The study makes use of new calculations for the water expulsion mechanism, scientists say. The phenomenon occurs when the solid bedrock — on which the West Antarctic Ice Sheet sits — rebounds upward after the melting of ice, causing the total weight of the ice sheet to decrease. According to predictions in the new study, global sea-level rise estimates would be amplified by an additional metre within 1,000 years if there’s a total collapse of the ice sheet.

In a statement, Linda Pan, a PhD in earth and planetary science in GSAS who co-led the study with fellow graduate student Evelyn Powell, says the magnitude of the effect shocked them, adding the previous research that considered the mechanism dismissed it as “inconsequential”.

“If the West Antarctic Ice Sheet collapsed, the most widely cited estimate of the resulting global mean sea level rise that would result is 3.2 metres,” Powell said. “What we’ve shown is that the water expulsion mechanism will add an additional metre, or 30 per cent, to the total.”

A simulation that Pan and Powell worked on hinted that the global sea-level rise due to the melting of the West Antarctic Ice Sheet will increase 20 per cent by the water expulsion mechanism by the end of the century.

Rising sea levels threaten island nations and coastal cities that shelter more than two billion people across the globe.

Jerry X. Mitrovica, the Frank B. Baird Jr.

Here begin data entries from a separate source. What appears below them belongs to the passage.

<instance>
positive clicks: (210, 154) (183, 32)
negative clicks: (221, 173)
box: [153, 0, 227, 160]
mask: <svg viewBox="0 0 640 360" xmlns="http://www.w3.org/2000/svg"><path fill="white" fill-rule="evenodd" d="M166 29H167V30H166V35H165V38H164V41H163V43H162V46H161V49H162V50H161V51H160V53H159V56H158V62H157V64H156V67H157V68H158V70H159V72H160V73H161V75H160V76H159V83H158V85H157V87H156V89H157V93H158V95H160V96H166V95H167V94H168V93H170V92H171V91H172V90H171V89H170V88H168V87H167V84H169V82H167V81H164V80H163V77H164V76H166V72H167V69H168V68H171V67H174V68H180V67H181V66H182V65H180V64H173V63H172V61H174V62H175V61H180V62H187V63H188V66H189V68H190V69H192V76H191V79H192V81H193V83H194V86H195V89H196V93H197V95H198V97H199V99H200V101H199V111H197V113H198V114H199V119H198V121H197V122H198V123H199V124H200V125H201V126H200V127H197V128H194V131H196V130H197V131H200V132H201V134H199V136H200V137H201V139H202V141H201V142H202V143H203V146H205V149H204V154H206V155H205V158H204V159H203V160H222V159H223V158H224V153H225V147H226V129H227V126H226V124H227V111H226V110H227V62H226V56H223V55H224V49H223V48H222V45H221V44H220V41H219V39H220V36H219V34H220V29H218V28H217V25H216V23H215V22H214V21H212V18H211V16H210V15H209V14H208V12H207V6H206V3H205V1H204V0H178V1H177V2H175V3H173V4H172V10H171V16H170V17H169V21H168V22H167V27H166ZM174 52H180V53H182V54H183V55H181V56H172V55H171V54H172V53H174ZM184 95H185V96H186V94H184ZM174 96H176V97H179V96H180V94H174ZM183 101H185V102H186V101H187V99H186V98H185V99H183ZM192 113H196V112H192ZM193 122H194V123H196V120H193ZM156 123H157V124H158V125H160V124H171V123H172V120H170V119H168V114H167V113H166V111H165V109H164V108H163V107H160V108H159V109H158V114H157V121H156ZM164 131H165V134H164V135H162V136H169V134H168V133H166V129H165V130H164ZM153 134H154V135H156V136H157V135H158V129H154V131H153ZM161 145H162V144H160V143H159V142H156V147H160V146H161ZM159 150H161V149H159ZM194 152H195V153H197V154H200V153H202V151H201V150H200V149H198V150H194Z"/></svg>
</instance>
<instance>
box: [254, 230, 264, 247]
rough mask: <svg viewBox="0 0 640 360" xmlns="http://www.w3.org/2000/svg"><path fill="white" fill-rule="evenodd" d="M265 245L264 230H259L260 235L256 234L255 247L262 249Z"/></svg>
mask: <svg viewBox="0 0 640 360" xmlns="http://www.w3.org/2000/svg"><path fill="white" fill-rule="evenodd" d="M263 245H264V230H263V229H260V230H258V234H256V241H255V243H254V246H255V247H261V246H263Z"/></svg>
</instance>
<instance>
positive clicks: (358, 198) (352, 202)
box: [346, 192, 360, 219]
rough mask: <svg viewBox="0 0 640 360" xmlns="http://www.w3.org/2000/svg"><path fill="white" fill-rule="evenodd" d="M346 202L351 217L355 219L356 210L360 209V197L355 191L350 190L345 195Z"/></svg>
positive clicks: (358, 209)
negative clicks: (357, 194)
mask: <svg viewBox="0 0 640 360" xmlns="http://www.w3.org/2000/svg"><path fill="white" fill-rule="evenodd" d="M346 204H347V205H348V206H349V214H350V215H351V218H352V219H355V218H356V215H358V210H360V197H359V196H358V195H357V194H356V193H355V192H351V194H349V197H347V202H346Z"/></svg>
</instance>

Professor of Science, Department of Earth and Planetary Sciences, and a senior author on the paper, says every published estimation of sea-level rise based on climate modelling will have to be revised upward because of the latest study carried out by Pan and Powell. “Every single one.”

The two researchers were working on another sea-level change project but channelled their energy into this one after they noticed more water expulsion from the West Antarctic ice sheet than they expected.

Pan said no matter what scenario they used for the collapse of the West Antarctic Ice Sheet, but they always found this extra one metre of global sea-level rise.

“Sea level rise doesn’t stop when the ice stops melting,” Pan said. “The damage we are doing to our coastlines will continue for centuries.”